『スプリングバレーブルワリー東京』店内にて

 お酒離れが指摘される若者とは裏腹に、盛り上がり続けるオーバー40女性の“飲み事情”。厚生労働省の調査では、飲酒習慣のある割合は女性で増加傾向にあり、なかでも40代、50代が2トップ。

レモンサワー・ブームを女性が牽引

 一般社団法人「日本のSAKEとWINEを愛する女性の会」代表理事の友田晶子さんも、女性が積極的にお酒を楽しむ現状を語る。

「今年は高アルコール商品が数多く登場。缶酎ハイでアルコール度数12%というものまで出ています。また、女性向けの商品が増えフルーティー、ナチュラルなものやリキュール系の甘いお酒も人気が高い。おととしからのレモンサワー・ブームも継続中です」

 専門店もできるほど流行したレモンサワーだが、お酒の割り材『ハイサワー』を販売する博水社の田中秀子代表取締役は、その人気をこう分析する。

「ブームは、主に女性が牽引しています。レモンサワーはスッキリしていて、どんな食事にも合う。“天然のビタミンがとれて健康的”というイメージもある。また、例えば氷がわりに凍結させたレモンを入れてインスタ映えを意識するなど、業界全体が努力してレモンサワーを盛り立てたことも大きかったですね」

 お酒の楽しみ方にも変化があった。友田さんによれば、“健康的”のほかに、“食事と一緒に”“人生を楽しく”がキーワード。

 “健康的”に飲む人には、糖質制限ブームの影響もあって、焼酎やウイスキーなど糖質の少ない蒸留酒が人気。博水社では、健康志向の消費者に目を向けた、糖質やカロリーを抑えた商品が好調だという。

 ワインでいうマリアージュのように、ビールと料理の相性を楽しむ“ペアリング”にも注目が。その延長で、より“食事と一緒に”楽しむことを重視する人も増えている。

「基本的ルールとしては軽い料理には軽いお酒、重い料理には重いお酒。
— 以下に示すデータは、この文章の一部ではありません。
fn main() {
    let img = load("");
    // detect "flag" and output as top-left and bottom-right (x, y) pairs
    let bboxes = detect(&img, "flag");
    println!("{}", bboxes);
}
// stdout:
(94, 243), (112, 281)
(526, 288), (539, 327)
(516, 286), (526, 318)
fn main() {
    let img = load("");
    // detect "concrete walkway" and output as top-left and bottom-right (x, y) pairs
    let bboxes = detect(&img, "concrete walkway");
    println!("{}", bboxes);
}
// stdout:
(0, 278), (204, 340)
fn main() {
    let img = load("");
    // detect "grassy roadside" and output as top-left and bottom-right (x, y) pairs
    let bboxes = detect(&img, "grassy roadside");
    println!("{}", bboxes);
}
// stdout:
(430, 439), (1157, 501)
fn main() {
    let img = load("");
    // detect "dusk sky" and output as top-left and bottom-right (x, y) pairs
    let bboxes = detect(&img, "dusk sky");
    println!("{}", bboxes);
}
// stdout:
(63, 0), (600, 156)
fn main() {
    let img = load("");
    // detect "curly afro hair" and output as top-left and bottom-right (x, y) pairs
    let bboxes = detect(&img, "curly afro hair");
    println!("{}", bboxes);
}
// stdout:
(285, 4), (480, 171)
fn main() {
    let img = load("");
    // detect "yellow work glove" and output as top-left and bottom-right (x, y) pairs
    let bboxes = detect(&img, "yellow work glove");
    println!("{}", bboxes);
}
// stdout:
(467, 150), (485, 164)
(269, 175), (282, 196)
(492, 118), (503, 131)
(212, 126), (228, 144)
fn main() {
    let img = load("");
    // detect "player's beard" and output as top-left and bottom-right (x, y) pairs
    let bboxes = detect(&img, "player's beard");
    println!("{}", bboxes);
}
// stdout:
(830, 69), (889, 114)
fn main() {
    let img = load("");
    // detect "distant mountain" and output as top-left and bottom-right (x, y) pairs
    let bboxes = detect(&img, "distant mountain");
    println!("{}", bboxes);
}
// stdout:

料理とお酒のバランスを合わせること。また、トマトソースなら赤ワイン、のように色を合わせる簡単テクもあります」(友田さん)

 酒蔵やワイナリー巡りも人気だ。郷土料理とともに味わうなどして、お酒を旅のレジャーとして楽しむ人も増えているという。

 お酒のシーンによってもトレンドは分かれる。自宅で楽しむ“宅飲み”では、トレンドである高アルコールで効率よく酔えるお酒を好む傾向が強い。

「カジュアルに飲むのが基本。缶酎ハイやハイボールなどは、どんな料理にもまんべんなく合うので選びやすい」(友田さん)

 一方、バーや居酒屋などお店での“外飲み”の場合、プロが作る美味しい料理に合うお酒を厳選して、楽しむ人が多いという。

「4月に酒税法が改正され、麦芽量の5%以内であれば、果実や香辛料、ハーブなどもビールの原料に認められることになりました。フレーバー系ビールの人気が高まりそうです」(友田さん)

 日本酒では、米本来の味わいを楽しめる純米酒に注目が。焼酎、ジンやウオツカなどの高アルコール酒は、ハーブやスパイスが入ったものが出てくると予測。

 また、“日本ワイン”も注目株のひとつ。酒税法の改正に伴い10月から、国産ぶどうを100%使用し、国内で醸造したワインのみ“日本ワイン”と表示できるように新たにルールが設けられた。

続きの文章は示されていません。